Paul Franklin takes us through the machinations of Christopher Nolan's hot mind-bender.

Check out the Inception trailers and clips at AWNtv!

Watching draw bridges being raised over the Chicago River inspired the design of the folding street. All images courtesy of Warner Bros.

A lot has already been written about the relationship between dreams and movies in Inception. At its core, though, it's really about the all-consuming struggle to create an original work.
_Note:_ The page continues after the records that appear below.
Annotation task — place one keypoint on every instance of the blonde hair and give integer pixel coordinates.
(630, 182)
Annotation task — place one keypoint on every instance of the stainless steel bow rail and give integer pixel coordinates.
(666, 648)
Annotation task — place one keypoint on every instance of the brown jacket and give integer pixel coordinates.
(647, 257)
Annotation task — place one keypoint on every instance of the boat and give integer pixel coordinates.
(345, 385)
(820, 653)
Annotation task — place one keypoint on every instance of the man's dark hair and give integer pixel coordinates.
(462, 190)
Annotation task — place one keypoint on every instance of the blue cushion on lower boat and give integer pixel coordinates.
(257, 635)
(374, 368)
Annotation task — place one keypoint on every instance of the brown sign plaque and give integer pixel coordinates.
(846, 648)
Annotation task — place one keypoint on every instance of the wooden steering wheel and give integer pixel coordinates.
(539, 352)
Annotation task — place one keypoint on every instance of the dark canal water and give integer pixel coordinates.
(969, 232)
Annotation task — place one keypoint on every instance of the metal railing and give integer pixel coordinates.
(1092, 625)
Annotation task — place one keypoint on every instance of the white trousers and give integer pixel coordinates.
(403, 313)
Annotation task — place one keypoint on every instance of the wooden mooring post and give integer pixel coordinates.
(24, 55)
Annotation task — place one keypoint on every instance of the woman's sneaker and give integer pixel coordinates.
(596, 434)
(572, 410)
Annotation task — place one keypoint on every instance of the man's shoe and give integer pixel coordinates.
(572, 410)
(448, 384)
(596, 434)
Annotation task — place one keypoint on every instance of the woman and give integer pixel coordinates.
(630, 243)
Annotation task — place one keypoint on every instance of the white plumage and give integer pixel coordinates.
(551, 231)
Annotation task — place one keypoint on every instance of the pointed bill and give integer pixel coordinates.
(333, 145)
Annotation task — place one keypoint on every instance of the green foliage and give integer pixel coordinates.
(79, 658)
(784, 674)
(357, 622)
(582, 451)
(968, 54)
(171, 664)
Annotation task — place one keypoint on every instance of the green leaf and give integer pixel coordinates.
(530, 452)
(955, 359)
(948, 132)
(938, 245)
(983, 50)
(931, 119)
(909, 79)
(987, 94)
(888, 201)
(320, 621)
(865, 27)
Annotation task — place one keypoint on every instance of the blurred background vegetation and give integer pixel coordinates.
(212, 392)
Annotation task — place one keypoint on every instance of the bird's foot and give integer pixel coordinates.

So imagine Double Negative's challenge in trying to help visualize multiple dream states from director Chris Nolan's furtive imagination all interacting together.

It all began with architecture. "Whether it's through the manipulation of structures to show the power of the dreamers, as in the folding streets of Paris, or in the crumbling towers of Limbo, which symbolize the advancing collapse of Cobb's mental state [played by Leonardo DiCaprio], the design of the built environment is always significant," explains Paul Franklin, the overall visual effects supervisor, who collaborated with Dneg's Pete Bebb, the CG supervisor, and Andy Lockley, the 2D supervisor, among others.

Production Designer Guy Dyas and his art department team gathered an extensive library of architectural reference, which the vfx team then built upon through post- production to develop a strong language of structure and style that drew heavily upon the history of modern architecture throughout the 20th century, especially for the climactic scenes in Limbo.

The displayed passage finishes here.